Cette fragmentation de l’histoire sociale en plusieurs morceaux tient compte de l’état de la documentation, qui comporte des points forts, mais séparés les uns des autres, et accompagnés de très larges zones de totale ou presque totale absence documentaire. Elle n’est donc pas entièrement négative ; elle révèle un désir de se soumettre à la logique et aux caractéristiques de la documentation que je considère comme fécond. Mais, d’un autre côté, elle enlève à l’histoire sociale de l’Antiquité une bonne partie de sa visibilité, et a pour effet de compromettre toute réflexion méthodologique approfondie sur une telle histoire sociale. Il est significatif que très peu de livres portent comme titre “Histoire sociale du monde romain” ; ceux qui se nomment “Histoire politique du monde romain” (ou d’une certaine période de son histoire) ou bien même “Histoire économique du monde romain”, sont relativement plus nombreux. L’histoire sociale du monde romain est prise en tenaille entre l’histoire politique et administrative, l’histoire du droit et l’histoire économique.

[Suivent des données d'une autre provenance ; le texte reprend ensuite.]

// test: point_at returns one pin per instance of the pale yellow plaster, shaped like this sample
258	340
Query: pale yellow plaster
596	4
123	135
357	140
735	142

Dans cette optique, l’initiative visant à définir et à pratiquer une “nouvelle” histoire sociale, initiative lancée par les collègues du Collegium Beatus Rhenanus, me paraît particulièrement précieuse et bienvenue. Mais, dans ce bref article, je ne vais pas parler plus longuement de ce qu’on peut appeler l’“Histoire sociale brisée” (en pastichant un titre de A. Schiavone et en le détournant de son sens, même si “brisée”, comme “spezzata” en italien, signifie ici “coupée en morceaux”)6. Je vais essayer de montrer que, depuis dix à quinze ans, une partie de l’histoire économique, qui était jusque-là très unie à l’histoire sociale fondée sur l’archéologie et sur l’épigraphie de l’instrumentum, a tendance à s’en éloigner, ou du moins qu’une partie des historiens de l’économie romaine ont tendance à prendre leur distance par rapport aux structures sociales.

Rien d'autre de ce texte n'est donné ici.